Pendamping Lokal Desa (PLD) Kabupaten Wonogiri, Anjar Rahino, mengatakan, dari 251 desa yang ada di Kabupaten Wonogiri, Jawa Tengah, tercatat 242 Desa yang mampu menyerap Dana Desa tersebut sesuai dengan jadwal waktu yang ditentukan.

“Yang mengalami kendala hanya sembilan desa. Dua diantaranya terhambat karena ada perlakuan khusus, dan tujuh desa lainnya terkendala dengan penetapan APBDes tahun 2019, karena dengan permendagri 20 tahun 2018 banyak yang harus disesuaikan di masing-masing bidang,” jelas Anjar kepada Desapedia.id, Jum’at (31/5/2019).

Tapi, lanjut Anjar, sampai dengan 29 Mei 2019, tujuh desa tersebut sudah mencairkan Dana Desanya. “Jadi yang sudah terserap yaitu 249 Desa, dan sekarang tinggal dua desa yang belum mencairkan. Pertama Desa Tremes, Kecamatan Sidoharjo. Kedua Desa Selomarto, Kecamatan Giriwoyo,” terangnya.

Dia juga menjelaskan, total anggaran Dana Desa tahun 2019 di Kabupaten Wonogiri mencapai Rp227,393 miliar. Anggaran tersebut disalurkan untuk 251 desa yang tersebar di 25 kecamatan di wilayah Kabupaten Wonogiri.
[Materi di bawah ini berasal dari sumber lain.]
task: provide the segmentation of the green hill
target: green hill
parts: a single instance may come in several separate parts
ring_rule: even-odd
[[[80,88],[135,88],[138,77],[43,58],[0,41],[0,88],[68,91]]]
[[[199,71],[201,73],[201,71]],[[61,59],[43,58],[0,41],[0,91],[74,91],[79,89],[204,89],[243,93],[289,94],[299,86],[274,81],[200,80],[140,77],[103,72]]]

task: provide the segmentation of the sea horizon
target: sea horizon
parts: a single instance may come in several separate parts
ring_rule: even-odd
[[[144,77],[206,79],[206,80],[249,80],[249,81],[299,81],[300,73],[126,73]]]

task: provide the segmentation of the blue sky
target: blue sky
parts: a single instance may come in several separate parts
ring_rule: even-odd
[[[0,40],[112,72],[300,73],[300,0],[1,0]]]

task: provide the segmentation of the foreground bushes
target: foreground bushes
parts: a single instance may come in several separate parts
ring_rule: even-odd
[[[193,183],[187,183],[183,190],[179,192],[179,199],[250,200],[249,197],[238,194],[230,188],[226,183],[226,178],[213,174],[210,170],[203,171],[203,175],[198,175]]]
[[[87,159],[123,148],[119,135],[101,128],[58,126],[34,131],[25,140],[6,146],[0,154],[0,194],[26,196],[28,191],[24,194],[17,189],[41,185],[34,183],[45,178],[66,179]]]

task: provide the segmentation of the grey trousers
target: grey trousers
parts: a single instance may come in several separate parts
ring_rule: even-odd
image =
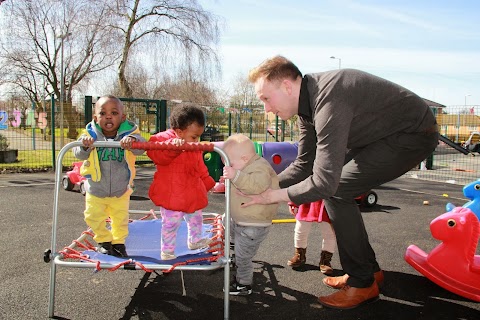
[[[369,287],[373,273],[380,270],[355,198],[425,160],[435,150],[438,138],[437,132],[398,133],[346,155],[339,187],[325,200],[325,207],[337,237],[340,263],[349,275],[348,285]]]
[[[243,285],[253,282],[253,257],[257,254],[260,244],[270,231],[268,227],[241,226],[232,222],[232,242],[235,244],[235,264],[237,265],[236,280]]]

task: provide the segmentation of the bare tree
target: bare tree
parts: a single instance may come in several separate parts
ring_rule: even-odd
[[[119,58],[115,50],[118,41],[104,24],[111,18],[105,4],[91,0],[8,1],[0,12],[0,58],[8,81],[33,101],[39,101],[39,92],[45,90],[60,98],[63,71],[65,121],[68,137],[75,138],[75,110],[69,103],[75,86]]]
[[[215,103],[213,90],[189,70],[184,70],[174,78],[165,77],[160,83],[160,88],[163,89],[163,99],[182,100],[202,105]]]
[[[132,96],[127,68],[134,50],[142,46],[146,56],[156,52],[150,59],[161,55],[170,67],[188,65],[208,71],[213,63],[219,70],[214,49],[220,34],[218,19],[196,0],[116,0],[110,8],[117,15],[111,27],[123,38],[118,66],[123,96]]]
[[[261,105],[257,98],[253,84],[246,75],[238,73],[234,80],[234,92],[230,97],[230,104],[235,106]]]

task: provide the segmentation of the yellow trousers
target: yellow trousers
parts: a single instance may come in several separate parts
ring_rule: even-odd
[[[128,236],[128,208],[131,194],[131,190],[128,190],[118,198],[99,198],[87,192],[83,214],[85,222],[95,234],[93,240],[97,243],[125,244]],[[105,221],[108,217],[111,220],[110,230]]]

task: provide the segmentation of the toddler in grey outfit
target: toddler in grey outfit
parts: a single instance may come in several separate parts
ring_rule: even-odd
[[[230,166],[223,168],[223,178],[230,179],[230,212],[232,215],[232,242],[235,244],[237,272],[230,285],[230,294],[252,293],[253,262],[260,244],[268,235],[278,204],[242,207],[249,201],[244,195],[259,194],[267,189],[278,189],[277,174],[267,160],[255,153],[253,142],[242,134],[230,136],[223,144]]]

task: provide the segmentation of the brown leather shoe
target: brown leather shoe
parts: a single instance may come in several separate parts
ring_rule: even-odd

Di samping itu, lanjut Anjar, sebanyak 205 desa telah membuat LaporanĀ  Pertanggungjawaban (LPj) Dana Desa dengan Sistem Keuangan Desa (Siskeudes) versi 1.0. “Untuk 46 desa lainnya sedang dalam proses pengerjaan,” terangnya.
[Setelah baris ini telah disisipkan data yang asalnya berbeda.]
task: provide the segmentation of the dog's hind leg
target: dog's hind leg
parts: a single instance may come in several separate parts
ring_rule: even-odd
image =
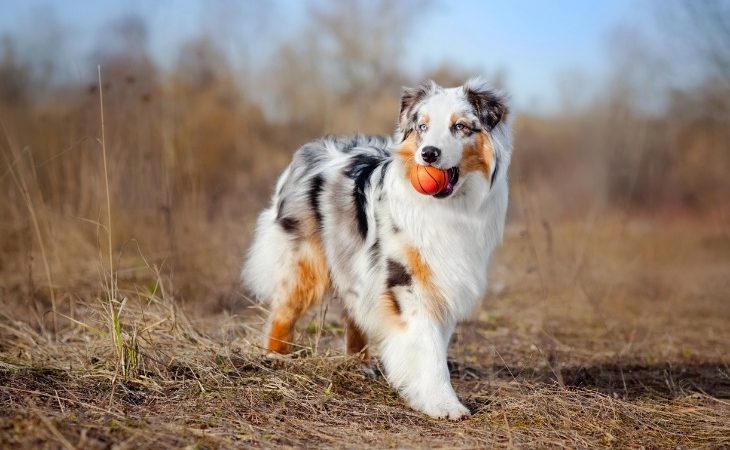
[[[297,319],[329,286],[319,236],[301,233],[299,221],[277,217],[275,208],[259,216],[242,278],[257,299],[271,308],[263,346],[289,353]]]
[[[294,326],[329,288],[327,261],[318,238],[301,241],[292,255],[292,273],[272,299],[264,345],[270,352],[291,352]]]
[[[368,339],[362,329],[350,317],[347,311],[342,312],[345,322],[345,347],[348,355],[357,355],[363,361],[368,360]]]

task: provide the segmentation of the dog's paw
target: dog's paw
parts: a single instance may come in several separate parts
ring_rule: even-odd
[[[365,375],[367,378],[370,378],[371,380],[376,380],[378,378],[382,378],[383,376],[383,374],[380,373],[380,370],[368,364],[362,364],[360,366],[360,370],[362,371],[363,375]]]
[[[471,412],[462,405],[459,400],[447,400],[445,402],[429,402],[423,407],[415,407],[429,417],[434,419],[460,420],[471,416]]]
[[[268,349],[264,349],[261,354],[269,361],[284,361],[292,358],[291,353],[279,353]]]
[[[459,403],[456,409],[449,412],[449,420],[461,420],[471,416],[469,408]]]

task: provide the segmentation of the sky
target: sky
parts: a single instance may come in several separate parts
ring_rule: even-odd
[[[42,35],[45,21],[60,23],[66,38],[62,59],[67,75],[84,80],[88,78],[85,72],[93,67],[89,58],[99,39],[103,39],[105,26],[130,13],[147,20],[152,53],[163,63],[173,59],[181,42],[206,32],[218,35],[234,59],[250,57],[251,52],[265,53],[307,20],[302,1],[216,3],[221,2],[226,8],[211,12],[205,0],[4,0],[0,35],[28,30]],[[414,73],[444,61],[475,74],[489,76],[501,71],[519,108],[549,109],[548,105],[556,101],[559,78],[572,73],[588,79],[607,75],[611,33],[623,25],[647,20],[647,3],[434,0],[427,12],[418,16],[417,24],[409,24],[412,32],[403,56]],[[274,24],[268,29],[276,31],[258,35],[259,22],[264,21]],[[253,40],[254,45],[242,46],[243,40]],[[27,51],[39,50],[43,45],[44,41],[39,40]]]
Anjar menambahkan, jumlah desa di Kabupaten Wonogiri yang menggunakan aplikasi Siskeudes versi 2.0 pada tahun 2018 baru sekitar 50 desa. “Tahun 2019 ini di harapkan semua desa mampu menggunakan aplikasi Siskeudes versi 2.0 untuk penganggaran maupun penatausahaan,” ucapnya.